Dans le détail, il resterait alors à déterminer les conditions concrètes dans lesquelles cette éducation peut espérer obtenir pareil résultat ; bornons-nous seulement ici à indiquer à quel point Freud était conscient des dégâts induits par une éducation excessivement sévère (mais il ne semble pas qu'un tel danger perdure aujourd'hui ...), aussi bien que par une éducation laxiste, où l'enfant est laissé à lui-même, et ainsi confronté, sans défense, à ses propres démons intérieurs. À coup sûr, à vouloir trop bien faire, ou à vouloir faire ce que l'on croit être le "bonheur " de ses enfants, on risque gros ; moins pour soi-même, du reste, que pour les enfants concernés, qui, en fait de "bonheur" , auront surtout à affronter l'exigence pulsionnelle immaîtrisable venue du Cà. Les défenses qui n'auront pas été intériorisées au moment opportun lui feront alors cruellement défaut : exposé à un "inconscient à ciel ouvert", l'enfant , ou l'adulte, s'expose à rien de moins qu'au risque de la psychose. À un tel risque, où il y va de l'humanité même de l'homme, seule une éducation bien pensée, à l'écoute de la psychanalyse, peut faire pièce.

Philippe Fontaine,
Maître de conférences à l’Université de Rouen



(1) Eric Weil, "L'éducation en tant que problème de notre temps",
in : Philosophie et réalité. Derniers essais et conférences , Paris, Beauchesne, 1982, p. 308.
(2) Fichte, Grundlage des Naturrechts (1796), SW. III, pp. 79-80. Tr. fr. A. Renaut, Fondement du droit naturel selon les principes de la doctrine de la science , deuxième section, § 6, VII, d, p. 95.
(3) Kant, Qu'est-ce que les Lumières ? , Paris, Garnier-Flammarion, 1991, p. 43 : "Sapere Aude ! Aie le courage de te servir de ton propre entendement !".
(4) Kant, Réflexions sur l'éducation , tr. fr. A. Philonenko, Paris, Vrin, 1966, p. 75 : "Une Idée n'est rien d'autre que le concept d'une perfection, qui ne s'est pas encore rencontrée dans l'expérience. Par exemple l'Idée d'une République parfaite, gouvernée d'après les règles de la justice ! Est-elle pour cela impossible ? Il suffit d'abord que notre Idée soit correcte pour qu'ensuite elle ne soit pas du tout impossible, en dépit de tous les obstacles qui s'opposent encore à sa réalisation (...) Et l'Idée d'une éducation, qui développe toutes les dispositions naturelles en l'homme, est certes véridique."
(5) Kant, Réflexions sur l'éducation, op. cit., p. 141.
(6) Kant, Réflxions sur l'éducation, op. cit., p. 77 . Kant ajoute, à titre d'explication : "En effet, les lumières dépendent de l'éducation et à son tour l'éducation dépend des lumières." Ibid. p. 77. Il y a là un cercle , qui semble rendre insoluble le problème posé par la nécessité d'éduquer l'homme.

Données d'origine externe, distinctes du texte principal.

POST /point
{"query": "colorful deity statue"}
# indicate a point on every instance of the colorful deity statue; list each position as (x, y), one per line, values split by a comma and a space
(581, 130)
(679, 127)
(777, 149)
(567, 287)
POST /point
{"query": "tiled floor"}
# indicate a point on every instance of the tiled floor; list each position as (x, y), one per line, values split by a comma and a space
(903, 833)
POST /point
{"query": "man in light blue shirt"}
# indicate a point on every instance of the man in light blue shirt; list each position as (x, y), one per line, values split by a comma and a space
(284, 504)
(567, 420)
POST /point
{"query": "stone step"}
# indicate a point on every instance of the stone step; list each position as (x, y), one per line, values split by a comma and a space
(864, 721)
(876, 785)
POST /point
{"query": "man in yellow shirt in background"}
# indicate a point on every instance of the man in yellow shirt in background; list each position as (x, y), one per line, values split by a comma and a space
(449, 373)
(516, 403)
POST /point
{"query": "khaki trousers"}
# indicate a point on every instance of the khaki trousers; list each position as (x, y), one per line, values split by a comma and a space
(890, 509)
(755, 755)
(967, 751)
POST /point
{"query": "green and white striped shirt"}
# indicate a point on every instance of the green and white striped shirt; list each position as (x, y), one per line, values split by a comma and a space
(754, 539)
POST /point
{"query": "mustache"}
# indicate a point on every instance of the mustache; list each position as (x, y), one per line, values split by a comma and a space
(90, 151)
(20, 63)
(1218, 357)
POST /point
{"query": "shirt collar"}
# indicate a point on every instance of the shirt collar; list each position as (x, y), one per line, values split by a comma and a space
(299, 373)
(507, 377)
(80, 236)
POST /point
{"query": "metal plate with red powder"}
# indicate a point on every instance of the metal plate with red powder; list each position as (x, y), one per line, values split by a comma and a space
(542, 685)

(7) Freud, "Analyse terminale et interminable" (1937), sect. VII, GW, XVI, 94. Cette idée avait déjà été exprimée dans la préface écrite par Freud pour le livre d'Aichhorn , Verwahrloste Jugend , où elle est présentée par Freud comme un "mot pour rire" (Scherzwort ).
(8) Freud, Abrégé de psychanalyse , tr. fr. A. Berman, Paris, Gallimard, 1967, p. 56.
(9) P.L. Assoun, Psychanalyse, Paris, PUF, 1997, p. 620.